EFEGranada

Arranca la mañana en el corazón de la sierra granadina de Almijara, donde una veintena de adolescentes irrumpe en Huerto Alegre, uno de los primeros centros de educación ambiental de España, para descubrir que pasar a la acción climática está al alcance de la mano.

Acuden a plantar árboles para contribuir a la mejora de ecosistemas cercanos en el marco del proyecto Life Terra, que persigue “la formación y el empoderamiento de los jóvenes para pasar a la acción climática”, explica Aroa Gregori, coordinadora de Educación de esta iniciativa.

Gregori y Nuria Borrás, técnica forestal de Life Terra, han preparado parte de los terrenos de la finca de Huerto Alegre para que escolares y familias de Granada participen en una semana de plantaciones que concluye hoy.

Uno de los grupos participantes lo compone una veintena de estudiantes de 12 años (1º ESO) y cuatro profesores del instituto público La Madraza de Granada.

Aunque viven a escasos 40 kilómetros de este imponente paraje, rodeado de montañas y bosques de pinos y robles, entre Granada y el mar, muestran una enorme sorpresa al comprobar la realidad natural más allá de los libros de texto.

“Está caliente”, se sorprende uno de los chicos al acariciar una de las vacas que ordeñan en la granja del centro.
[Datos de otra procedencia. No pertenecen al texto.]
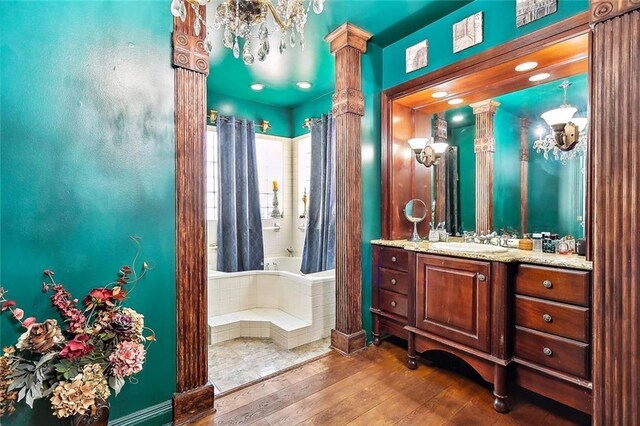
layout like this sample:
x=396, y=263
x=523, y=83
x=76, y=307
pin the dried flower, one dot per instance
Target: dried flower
x=93, y=374
x=61, y=300
x=127, y=359
x=7, y=398
x=99, y=297
x=39, y=338
x=76, y=348
x=122, y=324
x=137, y=322
x=74, y=397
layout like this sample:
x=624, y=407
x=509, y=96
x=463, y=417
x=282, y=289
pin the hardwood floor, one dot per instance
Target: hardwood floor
x=375, y=388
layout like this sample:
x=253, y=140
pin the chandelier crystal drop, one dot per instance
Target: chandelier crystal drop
x=248, y=21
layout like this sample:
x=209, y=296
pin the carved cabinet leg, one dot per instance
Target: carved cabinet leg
x=376, y=330
x=411, y=352
x=500, y=403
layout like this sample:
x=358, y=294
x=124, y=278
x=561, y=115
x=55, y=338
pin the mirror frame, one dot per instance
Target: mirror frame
x=561, y=31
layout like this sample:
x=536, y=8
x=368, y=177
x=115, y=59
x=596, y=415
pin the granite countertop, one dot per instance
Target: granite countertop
x=513, y=255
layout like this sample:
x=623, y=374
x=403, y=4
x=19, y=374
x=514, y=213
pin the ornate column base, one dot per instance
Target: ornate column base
x=193, y=404
x=348, y=344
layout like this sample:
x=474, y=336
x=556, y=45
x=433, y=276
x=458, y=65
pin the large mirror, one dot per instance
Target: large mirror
x=502, y=156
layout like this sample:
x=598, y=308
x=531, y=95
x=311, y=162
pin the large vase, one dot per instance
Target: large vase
x=97, y=417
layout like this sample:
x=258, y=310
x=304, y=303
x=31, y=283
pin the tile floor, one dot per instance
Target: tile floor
x=236, y=362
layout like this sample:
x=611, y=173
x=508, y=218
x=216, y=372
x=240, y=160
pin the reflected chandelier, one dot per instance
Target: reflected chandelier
x=568, y=137
x=247, y=20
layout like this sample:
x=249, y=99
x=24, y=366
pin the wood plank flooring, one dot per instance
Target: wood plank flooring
x=375, y=388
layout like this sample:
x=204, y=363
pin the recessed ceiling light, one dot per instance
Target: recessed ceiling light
x=526, y=66
x=540, y=77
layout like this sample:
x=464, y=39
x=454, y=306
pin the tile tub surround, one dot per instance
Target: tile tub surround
x=513, y=255
x=292, y=309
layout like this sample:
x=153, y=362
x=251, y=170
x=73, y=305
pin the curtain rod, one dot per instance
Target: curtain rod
x=263, y=125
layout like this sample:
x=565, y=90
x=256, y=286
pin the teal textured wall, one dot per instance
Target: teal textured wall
x=499, y=27
x=313, y=109
x=278, y=117
x=371, y=152
x=506, y=172
x=463, y=138
x=88, y=160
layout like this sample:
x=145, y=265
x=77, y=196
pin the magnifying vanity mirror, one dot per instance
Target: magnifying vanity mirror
x=516, y=147
x=415, y=211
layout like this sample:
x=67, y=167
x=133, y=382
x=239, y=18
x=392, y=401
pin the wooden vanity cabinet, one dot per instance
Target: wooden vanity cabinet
x=460, y=307
x=552, y=334
x=393, y=276
x=453, y=299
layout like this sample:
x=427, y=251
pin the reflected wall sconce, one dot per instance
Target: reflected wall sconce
x=427, y=152
x=566, y=133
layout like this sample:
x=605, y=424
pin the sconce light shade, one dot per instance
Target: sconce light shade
x=418, y=143
x=561, y=115
x=439, y=147
x=581, y=122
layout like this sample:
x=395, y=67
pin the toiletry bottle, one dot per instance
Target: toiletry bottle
x=526, y=243
x=537, y=243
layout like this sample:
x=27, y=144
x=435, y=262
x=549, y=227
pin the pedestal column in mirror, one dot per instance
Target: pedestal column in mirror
x=348, y=43
x=484, y=148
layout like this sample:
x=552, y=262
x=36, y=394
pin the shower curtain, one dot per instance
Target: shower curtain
x=239, y=237
x=319, y=252
x=452, y=206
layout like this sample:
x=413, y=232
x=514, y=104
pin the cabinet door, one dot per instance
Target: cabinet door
x=453, y=299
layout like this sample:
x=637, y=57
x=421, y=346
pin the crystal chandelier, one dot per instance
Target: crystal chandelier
x=248, y=20
x=568, y=137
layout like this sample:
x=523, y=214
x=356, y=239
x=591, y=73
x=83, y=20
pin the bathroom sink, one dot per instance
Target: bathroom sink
x=469, y=247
Guardando la distancia social, los jóvenes componen un amplio círculo en torno a Gregori y Borrás, que les explican cómo plantar árboles, por qué hacerlo con especies autóctonas (roble melojo, encina y pino laricio, y arbustos como majuelo, quejigo y enebro común) y cómo la plantación reforzará la resiliencia del ecosistema ante la crisis climática, además de aportar hábitat y alimento a la fauna del lugar.

Escuchan entusiasmados y, a continuación, se enfundan guantes, agarran pequeñas azadas y forman parejas para iniciar la plantación.

“Lo primero es llenar de tierra el hoyo que nos hemos encontrado preparado –por las expertas de Life Terra-, después hacemos un agujero más pequeño, ponemos la planta y una vez sujeta, la enfundamos en un tubo para proteger su primera fase de crecimiento”, explica Patricia Benavides, una de las estudiantes.

Al principio les cuesta pasar de teoría a la práctica pero al final acaban más que motivados: “Plantar es muy chulo, me quedo con ganas de repetir; es una labor importante, y lo que yo he plantado esta mañana contribuirá en un tiempo a parar el cambio climático”, afirma Marina Valenzuela, otra de las escolares.

Los profesores Elena García, Olga Martínez, Pablo Acosta y Miguel Ángel Bailón desvelan a Efe el motivo por el que sus alumnos son manifiestamente aventajados en ecología: su centro cuenta desde hace siete años con el distintivo internacional de ecoescuela.

Entre otros, este programa implica a los estudiantes y a sus padres en la mejora de su medioambiente más cercano, en este caso su propia escuela, donde organizan talleres de residuos, energía, agua o resiliencia, y han montado “un jardín botánico, una charca de ranas, o un oasis para mariposas”, apunta Pablo Acosta, profesor de Biología.

“Queremos ser un centro transformador que eduque en la realidad, incentivando la investigación y la participación”, indica Elena García, profesora de Geografía, quien subraya que con actividades como la de hoy tratan de “compensar lo que no se da de manera natural para niños que viven en la ciudad, y que al final son catetos de asfalto”.

Tras la mañana de trabajo toca la recompensa. En Huerto Alegre el almuerzo también es aprendizaje ambiental, en este caso del llamado “kilómetro cero”: las verduras que acompañan el potaje vienen de su propio sembrado, y el pan y la fruta del pueblo más cercano.

“Este contacto con las semillas, la tierra, o los olores les ha enseñado que la naturaleza está interrelacionada y nada es independiente. Se van con la lección de que la intervención del hombre puede o contribuir a proteger procesos naturales frágiles, o interrumpirlos y destruirlos”, señala Mari Luz Díaz, la directora de Huerto Alegre.

Life Terra tiene como objetivo la plantación de 500 millones de árboles en toda Europa en 2025, 250 de los cuales han sido plantados en la sierra de La Almijara esta semana, y serán monitoreados a través de una aplicación creada por el proyecto.

La educación ambiental es la clave del proyecto, concluye Gregori: “Con las plantaciones pretendemos hacer de puente entre la escuela o la ciudad y el campo, para que los estudiantes lleven a la práctica lo aprendido en el aula, y los participantes, en general, se den cuenta de que la acción climática está al alcance de la mano”.